Performance Profiling

Using Performance Timers

When performance timing is enabled in Nuke, it is possible to access profiling information for individual nodes via Python. This will tell you how much of the processing time has been spent within each node. It can help you to debug slow-running scripts, and to find out where the worst bottlenecks lie.

Note that enabling performance timing will tend to slow down Nuke’s processing, due to the extra overhead of starting and stopping the timers frequently and the need to synchronize the working threads more often. So in general Nuke will run more slowly with performance timing enabled, but it should still give you an accurate picture of where the processing time is being spent in your script.

To enable performance timing, either run Nuke from the command line with the “-P” option, or use the Python call:

nuke.startPerformanceTimers()

to start the performance timers.

You can also call:

nuke.usingPerformanceTimers()

to check whether or not performance timing has been enabled.

To turn off the performance timers, you can call:

nuke.stopPerformanceTimers()

or, to reset all timers to zero, use:

nuke.resetPerformanceTimers().

A Note on Nuke’s Architecture

When a node in Nuke is asked to render something, there are four main stages to its processing:

  • store - the first thing the node does is store the values the user has selected on its knobs.
  • validate - this is where the node tells Nuke about the output it produces, for example which channels it can produce and what size the output will be.
  • request - this is where the node works out what data it will need from its inputs in order to produce its output (for example channels needed, region required).
  • engine - this is where the node does most of its work, and actually generates its output. This will usually be where most of the processing time is spent!

For more information about processing in Nuke, see the NDK Dev Guide.

Obtaining Performance Timings via Python

Nuke’s performance timers collect information on each of these four stages of processing, which can be accessed using Python. In addition, when performance timing is active, timing information will be displayed in the node graph. Also, the nodes themselves will be colored according to the proportion of the total processing time that was spent in each one, from green (fast nodes) through to red (slow nodes).
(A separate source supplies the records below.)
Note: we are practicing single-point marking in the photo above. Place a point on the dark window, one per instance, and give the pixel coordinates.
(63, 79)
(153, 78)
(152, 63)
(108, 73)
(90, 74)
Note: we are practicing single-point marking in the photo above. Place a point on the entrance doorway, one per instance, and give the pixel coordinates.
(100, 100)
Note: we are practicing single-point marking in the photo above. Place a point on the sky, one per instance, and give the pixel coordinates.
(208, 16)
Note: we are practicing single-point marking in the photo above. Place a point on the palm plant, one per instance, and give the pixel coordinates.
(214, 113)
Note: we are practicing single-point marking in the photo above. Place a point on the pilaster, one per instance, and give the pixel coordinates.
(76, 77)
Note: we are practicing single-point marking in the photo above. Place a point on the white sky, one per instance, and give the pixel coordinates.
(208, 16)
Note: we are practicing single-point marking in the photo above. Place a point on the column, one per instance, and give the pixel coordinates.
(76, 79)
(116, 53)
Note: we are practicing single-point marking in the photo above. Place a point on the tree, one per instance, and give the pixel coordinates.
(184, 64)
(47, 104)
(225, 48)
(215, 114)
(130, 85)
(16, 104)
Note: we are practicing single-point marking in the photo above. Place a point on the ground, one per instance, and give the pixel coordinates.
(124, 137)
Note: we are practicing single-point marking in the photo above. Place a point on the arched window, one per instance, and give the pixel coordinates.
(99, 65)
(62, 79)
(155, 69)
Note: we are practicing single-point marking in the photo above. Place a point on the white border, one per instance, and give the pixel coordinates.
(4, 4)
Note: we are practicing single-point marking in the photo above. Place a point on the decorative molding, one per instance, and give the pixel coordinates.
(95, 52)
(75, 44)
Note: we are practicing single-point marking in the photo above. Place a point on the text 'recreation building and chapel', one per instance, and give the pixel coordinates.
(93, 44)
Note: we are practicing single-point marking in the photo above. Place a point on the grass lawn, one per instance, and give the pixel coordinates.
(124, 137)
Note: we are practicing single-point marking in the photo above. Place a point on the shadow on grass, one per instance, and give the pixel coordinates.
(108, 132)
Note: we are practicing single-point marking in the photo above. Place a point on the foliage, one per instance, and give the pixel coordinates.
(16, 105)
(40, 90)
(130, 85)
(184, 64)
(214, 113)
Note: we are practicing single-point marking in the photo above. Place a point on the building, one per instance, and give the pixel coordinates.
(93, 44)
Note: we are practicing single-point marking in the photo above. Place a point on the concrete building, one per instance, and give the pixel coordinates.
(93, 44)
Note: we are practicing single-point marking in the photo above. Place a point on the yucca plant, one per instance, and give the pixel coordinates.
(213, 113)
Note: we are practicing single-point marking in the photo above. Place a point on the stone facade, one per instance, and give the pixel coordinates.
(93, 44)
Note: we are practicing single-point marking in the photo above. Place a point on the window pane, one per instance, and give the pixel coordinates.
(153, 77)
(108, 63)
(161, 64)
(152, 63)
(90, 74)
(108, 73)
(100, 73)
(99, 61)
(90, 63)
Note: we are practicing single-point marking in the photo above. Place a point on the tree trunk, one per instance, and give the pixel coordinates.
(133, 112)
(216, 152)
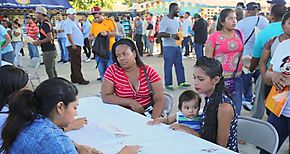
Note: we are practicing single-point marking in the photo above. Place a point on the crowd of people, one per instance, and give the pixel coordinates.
(240, 49)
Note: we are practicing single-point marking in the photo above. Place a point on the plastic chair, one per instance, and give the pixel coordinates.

The function nuke.Node.performanceInfo() will print the timing information for a particular node. For example, the following code snippet can be used to print timing information for each node currently in the tree (including nodes which are inside Groups):

for n in nuke.allNodes(recurseGroups = True):
  print n.fullName()
  print n.performanceInfo()

The output from this will look similar to the following output, for a simple tree consisting of Checkerboard -> Blur -> Defocus -> Viewer:

Defocus1
{'callCount': 10228, 'timeTakenWall': 28524348, 'timeTakenCPU': 624512794}
Blur1
{'callCount': 9607, 'timeTakenWall': 9906815, 'timeTakenCPU': 151406143}
Viewer1
{'callCount': 0, 'timeTakenWall': 0, 'timeTakenCPU': 0}
CheckerBoard1
{'callCount': 34396, 'timeTakenWall': 3923322, 'timeTakenCPU': 29982254}

As you can see from the above, nuke.Node.performanceInfo() returns a dictionary containing the following performance statistics:

  • callCount tells you the number of times this part of the processing has been called.
  • timeTakenWall is the time taken as it would be measured by a clock on the wall, i.e. the actual time a user would have to wait for the processing to complete. This time is measured in microseconds.
  • timeTakenCPU:
    • On Linux, this is the time the CPU spent executing the processing code, and again is measured in microseconds. It is an aggregate over all CPU threads so, for example, for the multi-threaded engine processing this will typically be much larger than the wall time. If the average CPU time per thread (timeTakenCPU divided by the number of threads used) is much shorter than the wall time, this suggests that the CPU threads have spent a lot of time not executing code - for example, waiting on locks - and could indicate a performance problem.
    • On Mac and Windows, the CPU time is not currently available; on Mac, this value will be the similar to the wall time.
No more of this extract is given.